During a state visit to China in 2016, Nigerian President, Muhammadu Buhari, while acknowledging the tremendous successes in bilateral trade between Nigeria and China, reiterated the large gap in trade in favour of China. The challenge is how to substantially reduce the deficit.
Mitigating the Trade Imbalance
Solving Nigeria's trade deficit with China would have to go beyond rhetoric and diplomatic meetings. In fact, much of the solutions lie with Nigeria, although not without commitments from China. There are four key factors that need to be addressed.
First, Nigeria must address its problem of industrialization. Industrialization is a sine-qua-non for development and favourable balance of trade. Highly industrialised countries have undue advantage over their less industrialised counterparts in the area of trade. Lack of industrialisation has perpetually kept developing countries underdeveloped and with diminished living standards.

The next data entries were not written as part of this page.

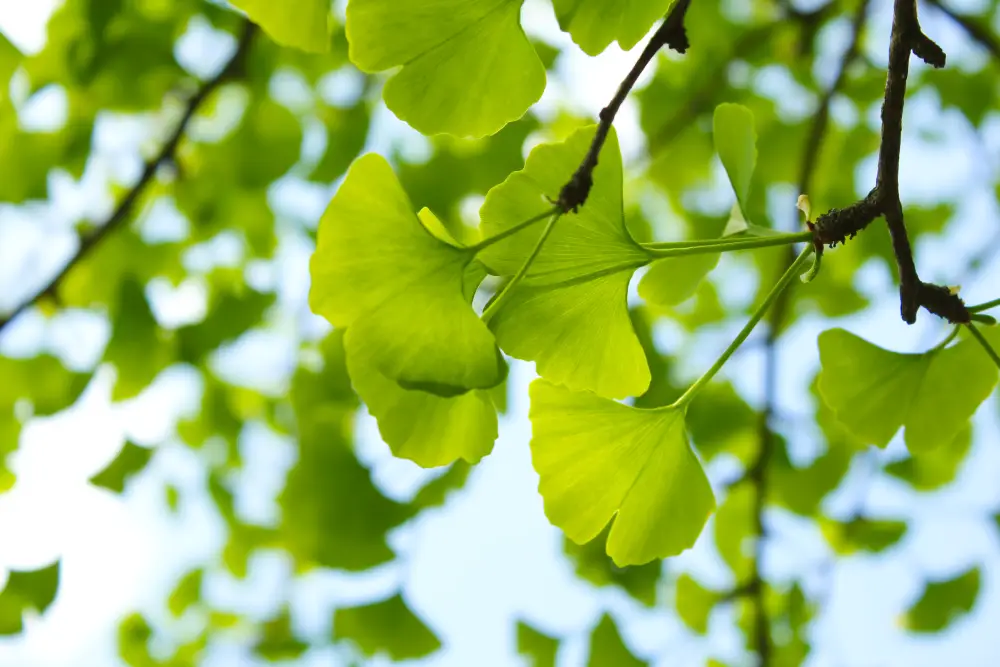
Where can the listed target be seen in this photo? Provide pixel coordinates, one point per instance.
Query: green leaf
(334, 516)
(570, 314)
(931, 470)
(187, 592)
(137, 348)
(874, 391)
(10, 59)
(467, 67)
(861, 534)
(607, 647)
(134, 634)
(27, 589)
(694, 603)
(734, 527)
(597, 458)
(594, 24)
(378, 271)
(539, 648)
(671, 281)
(277, 641)
(130, 461)
(388, 626)
(943, 602)
(736, 143)
(425, 428)
(592, 563)
(303, 24)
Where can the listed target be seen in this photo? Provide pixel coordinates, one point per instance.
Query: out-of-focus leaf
(694, 603)
(593, 564)
(131, 460)
(186, 593)
(944, 602)
(387, 627)
(277, 641)
(861, 534)
(27, 590)
(607, 647)
(537, 647)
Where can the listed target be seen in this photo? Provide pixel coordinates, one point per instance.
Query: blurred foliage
(300, 102)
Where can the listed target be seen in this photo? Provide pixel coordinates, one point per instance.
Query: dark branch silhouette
(90, 239)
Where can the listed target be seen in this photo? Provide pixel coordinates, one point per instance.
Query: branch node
(927, 49)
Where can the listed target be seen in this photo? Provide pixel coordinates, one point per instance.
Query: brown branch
(973, 27)
(672, 34)
(838, 225)
(757, 474)
(89, 240)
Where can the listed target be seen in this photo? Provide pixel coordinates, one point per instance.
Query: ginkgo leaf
(425, 428)
(388, 626)
(24, 590)
(378, 271)
(942, 602)
(874, 391)
(599, 459)
(467, 67)
(594, 24)
(695, 603)
(607, 647)
(303, 24)
(674, 280)
(570, 314)
(130, 460)
(537, 647)
(736, 143)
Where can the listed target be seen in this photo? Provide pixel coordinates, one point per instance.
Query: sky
(488, 557)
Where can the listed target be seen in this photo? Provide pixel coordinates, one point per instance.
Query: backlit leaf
(303, 24)
(538, 648)
(943, 602)
(377, 270)
(736, 143)
(875, 391)
(130, 461)
(467, 67)
(599, 459)
(27, 590)
(594, 24)
(570, 314)
(607, 647)
(387, 627)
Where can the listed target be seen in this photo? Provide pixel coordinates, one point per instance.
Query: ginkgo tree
(562, 262)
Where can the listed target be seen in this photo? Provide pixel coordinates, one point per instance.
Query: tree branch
(838, 225)
(757, 474)
(89, 240)
(672, 34)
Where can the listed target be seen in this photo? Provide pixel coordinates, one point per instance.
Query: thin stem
(500, 236)
(680, 249)
(508, 289)
(779, 287)
(948, 339)
(984, 306)
(695, 243)
(985, 343)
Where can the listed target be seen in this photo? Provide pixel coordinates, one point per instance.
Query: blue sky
(488, 557)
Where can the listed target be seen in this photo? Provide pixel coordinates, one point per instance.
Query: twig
(838, 225)
(976, 30)
(757, 475)
(672, 34)
(89, 240)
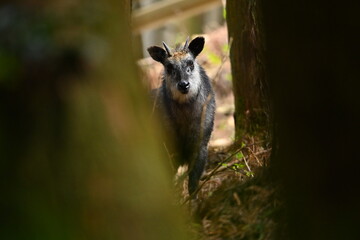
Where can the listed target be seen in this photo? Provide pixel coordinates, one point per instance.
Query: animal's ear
(196, 46)
(157, 53)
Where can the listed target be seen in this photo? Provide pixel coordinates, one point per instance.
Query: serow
(186, 102)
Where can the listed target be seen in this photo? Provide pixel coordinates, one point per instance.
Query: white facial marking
(195, 82)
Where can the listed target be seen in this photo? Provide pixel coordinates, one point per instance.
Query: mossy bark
(80, 155)
(248, 68)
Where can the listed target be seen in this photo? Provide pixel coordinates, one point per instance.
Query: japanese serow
(187, 103)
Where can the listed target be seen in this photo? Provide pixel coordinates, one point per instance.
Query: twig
(257, 159)
(212, 174)
(247, 165)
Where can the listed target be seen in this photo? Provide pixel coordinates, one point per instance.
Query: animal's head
(182, 73)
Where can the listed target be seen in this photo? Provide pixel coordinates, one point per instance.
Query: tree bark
(247, 65)
(312, 59)
(80, 155)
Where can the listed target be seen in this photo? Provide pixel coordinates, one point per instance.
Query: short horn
(186, 43)
(167, 49)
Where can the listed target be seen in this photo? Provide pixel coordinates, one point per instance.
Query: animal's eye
(169, 69)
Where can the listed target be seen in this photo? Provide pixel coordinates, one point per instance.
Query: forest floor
(234, 199)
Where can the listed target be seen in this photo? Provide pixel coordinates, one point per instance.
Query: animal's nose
(184, 85)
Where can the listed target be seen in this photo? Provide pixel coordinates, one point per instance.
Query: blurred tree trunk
(247, 65)
(80, 156)
(314, 75)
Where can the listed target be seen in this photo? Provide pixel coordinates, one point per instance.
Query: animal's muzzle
(183, 87)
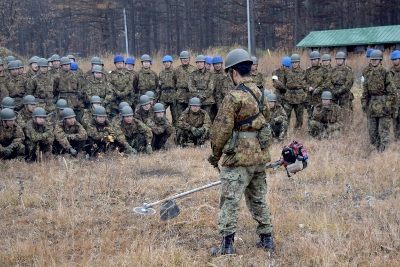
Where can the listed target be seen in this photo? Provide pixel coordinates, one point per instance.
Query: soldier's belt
(246, 135)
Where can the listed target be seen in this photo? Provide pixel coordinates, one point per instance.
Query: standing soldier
(181, 80)
(395, 58)
(68, 86)
(295, 96)
(42, 86)
(160, 126)
(278, 79)
(378, 99)
(258, 78)
(201, 85)
(69, 134)
(243, 169)
(327, 118)
(11, 136)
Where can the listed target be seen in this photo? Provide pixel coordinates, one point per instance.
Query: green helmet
(340, 55)
(95, 99)
(7, 102)
(61, 104)
(184, 54)
(127, 111)
(144, 100)
(326, 57)
(376, 54)
(100, 111)
(122, 105)
(7, 114)
(43, 62)
(158, 108)
(272, 98)
(194, 101)
(39, 112)
(68, 113)
(97, 68)
(145, 57)
(13, 65)
(237, 56)
(326, 95)
(30, 100)
(200, 58)
(295, 58)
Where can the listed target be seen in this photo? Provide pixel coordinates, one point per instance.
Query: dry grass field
(343, 210)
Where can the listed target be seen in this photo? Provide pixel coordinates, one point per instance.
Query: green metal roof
(356, 36)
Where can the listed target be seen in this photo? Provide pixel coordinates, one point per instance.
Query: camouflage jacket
(125, 131)
(189, 118)
(237, 106)
(379, 92)
(76, 132)
(295, 85)
(201, 85)
(166, 90)
(39, 133)
(181, 80)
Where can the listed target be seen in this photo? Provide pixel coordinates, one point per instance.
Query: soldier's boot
(226, 246)
(266, 242)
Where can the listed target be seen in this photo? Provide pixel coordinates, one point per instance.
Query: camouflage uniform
(42, 88)
(38, 138)
(136, 135)
(201, 85)
(295, 96)
(67, 137)
(378, 99)
(162, 130)
(12, 137)
(326, 121)
(242, 172)
(181, 80)
(196, 119)
(166, 92)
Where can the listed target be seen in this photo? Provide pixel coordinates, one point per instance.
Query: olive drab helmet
(326, 95)
(237, 56)
(194, 101)
(7, 114)
(100, 111)
(127, 111)
(29, 100)
(68, 113)
(158, 108)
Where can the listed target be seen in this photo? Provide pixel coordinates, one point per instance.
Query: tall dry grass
(343, 210)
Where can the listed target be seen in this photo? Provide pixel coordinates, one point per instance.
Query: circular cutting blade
(145, 211)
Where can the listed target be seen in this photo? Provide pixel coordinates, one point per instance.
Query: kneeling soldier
(39, 136)
(327, 118)
(132, 135)
(70, 134)
(11, 136)
(193, 125)
(161, 127)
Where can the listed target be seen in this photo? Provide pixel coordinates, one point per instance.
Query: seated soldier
(132, 135)
(193, 125)
(39, 136)
(145, 110)
(160, 126)
(11, 136)
(69, 134)
(327, 118)
(100, 133)
(278, 121)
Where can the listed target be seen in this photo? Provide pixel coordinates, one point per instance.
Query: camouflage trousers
(250, 181)
(379, 132)
(298, 111)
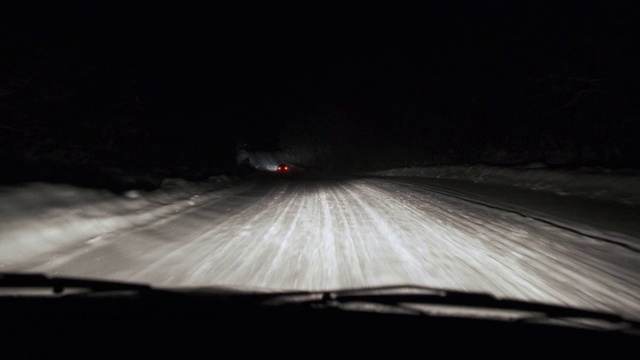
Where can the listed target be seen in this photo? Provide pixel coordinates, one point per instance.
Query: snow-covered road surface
(342, 233)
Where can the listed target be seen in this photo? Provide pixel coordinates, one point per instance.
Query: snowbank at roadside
(39, 217)
(620, 186)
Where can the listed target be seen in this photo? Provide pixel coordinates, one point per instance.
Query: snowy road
(328, 234)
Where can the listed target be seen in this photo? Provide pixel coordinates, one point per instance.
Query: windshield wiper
(59, 284)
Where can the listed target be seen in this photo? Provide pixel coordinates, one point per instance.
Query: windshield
(474, 146)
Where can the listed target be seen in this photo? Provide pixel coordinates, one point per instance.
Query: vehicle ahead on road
(42, 315)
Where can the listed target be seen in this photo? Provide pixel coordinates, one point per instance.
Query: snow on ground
(619, 186)
(40, 217)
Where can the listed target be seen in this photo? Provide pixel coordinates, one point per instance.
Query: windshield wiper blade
(401, 295)
(59, 284)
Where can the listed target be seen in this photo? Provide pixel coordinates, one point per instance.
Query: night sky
(372, 84)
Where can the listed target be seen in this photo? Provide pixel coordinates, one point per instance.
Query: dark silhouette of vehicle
(289, 171)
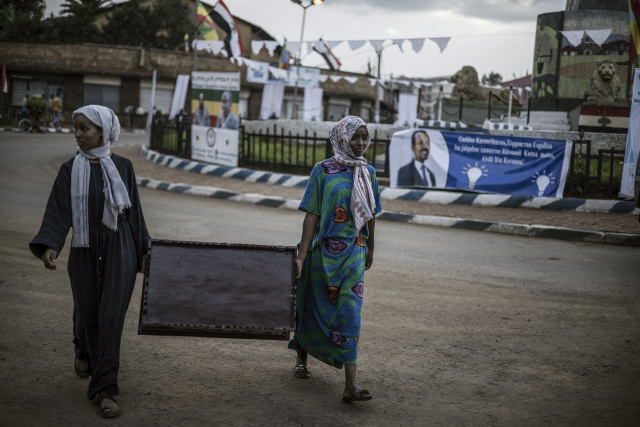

Lack of industrialisation is what has perpetually kept Nigeria as an exporter of commodities and importer of manufactured goods from China. Hence, the resulting trade deficit. For Nigeria to improve its balance of trade with China, it must focus on increasing its technology adoption and industrialisation. In other words, Nigeria needs to cut down its dependency on importation of manufactured goods from China and other more industrialised nations.
The second factor entails escaping the commodity trap. Nigeria only exports about 10 percent of its manufactured goods as against 90 percent of crude oil and other raw materials. The ramification of this is two-fold. First, any negative fluctuation in the prices of the commodities at the international markets would drastically affect Nigeria's trade balance, not just with China, but also with some of its trading partners. Second, if a country is not buying much of Nigeria's oil, this would affect Nigeria's trade balance with that country. This is the case with Nigeria-China trade. China's crude oil import from Nigeria has been negligible. It accounted for 2% of Nigeria's total crude oil export in 2014 and 3% in 2015. What the Nigerian government should do is to diversify its economy to boost exports.
A third critical factor to be addressed is the lack of productive infrastructure in Nigeria. According to the World Bank's Ease of Doing Business Report 2018, part of the reason Nigeria ranks 145th out of 190 countries is the country's huge infrastructural deficit. Infrastructure is critical for business to thrive.
For Nigeria to benefit from international trade and to bring its trade deficit with China to a minimum, the country must revamp its infrastructure, especially its railways, roads and aviation networks. This will provide easy accessibility to areas of production and markets.
The fourth and final factor that needs to be addressed to improve Nigeria's balance of trade with China is for the Chinese government to declare its readiness to encourage Chinese companies to "outsource and off-shore" to Nigeria.
Conclusion
Trade remains a core interest of many countries and by far an exceptional external condition for economic growth and development. For Nigeria to curtail its trade disparity with China and to further maximize the benefits of international trade for economic development, the Nigerian government must do the needful. It must move away from the commodity trap, industrialize, build its infrastructure and make its trade policies with China and other countries a core interest of the state.
The country also needs astute policies to guide all its engagements in international relations.